Paid vs Organic Search Engine Traffic
When someone, such as yourself, searches for a product, information, or a service on a search engine there are usually two types of results that appear. The first few results are normally paid placements. An advertiser pays, usually for every click, that the paid listing receives. Here’s an example of a paid listing on Google:
You will notice that next to the green website address is a bordered green box including the word “Ad” to notify the user that this is a paid placement. Almost every paid placement on a search engine is on a CPC (costs per click) basis.
With SEO, we concentrate on achieving non-paid, also known as “organic”, search engine listings. Traditionally, there are ten organic listings on each search results page. The goal of SEO is to rank a page for a search term that is relevant to that page. Here is an example of an organic search engine listing:
Alternative SEO Listings
Aside from the traditional organic search engine listings, there are several other organic listings that a website or business can attain. The most common of these types are:
Local Packs (map listings)
As of the today, both Bing and Google display map results among their search engine results when a local search takes place. So, if you search for “car accident lawyer” the search engine knows that you’re more than likely want a local attorney. So, to better fulfill the user’s intent locally targeted traditional results and map results are shown. On Google, these types of results are often referred to as either local packs or map-pack results.
Featured “Zero Position” Snippets
Similar to how search engines show map results to better fulfill the user’s intent, search engines will now offer up a priority result at, or near, the top of the page with the answer to a question, definition, or other content that it believes answers the user’s query best.
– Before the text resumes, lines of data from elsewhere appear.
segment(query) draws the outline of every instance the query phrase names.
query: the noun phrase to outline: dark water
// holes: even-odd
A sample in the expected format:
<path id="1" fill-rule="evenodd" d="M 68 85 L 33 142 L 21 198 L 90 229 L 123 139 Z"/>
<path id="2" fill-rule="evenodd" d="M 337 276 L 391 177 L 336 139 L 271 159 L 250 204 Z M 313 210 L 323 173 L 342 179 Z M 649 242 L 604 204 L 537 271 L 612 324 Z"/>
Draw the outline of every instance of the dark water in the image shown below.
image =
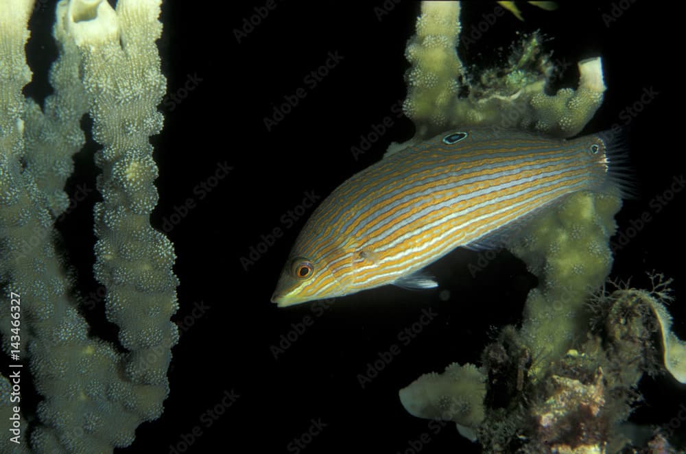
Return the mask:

These types of results are Featured Snippets from websites and are often referred to as “Zero Position” placements. The information displayed in these features snippets are most often from one of the top three traditional organic results. Here’s a sample of a featured snippet when searching “how to tie a bow tie”:
Bringing It All Together
At the end of the day, there are many opportunities for a website to have added exposure via paid and organic listings on search engines. SEO is, at its core, the practice of optimizing a website in such a way as to give it the best opportunity to achieve a high ranking for what relevant to that page.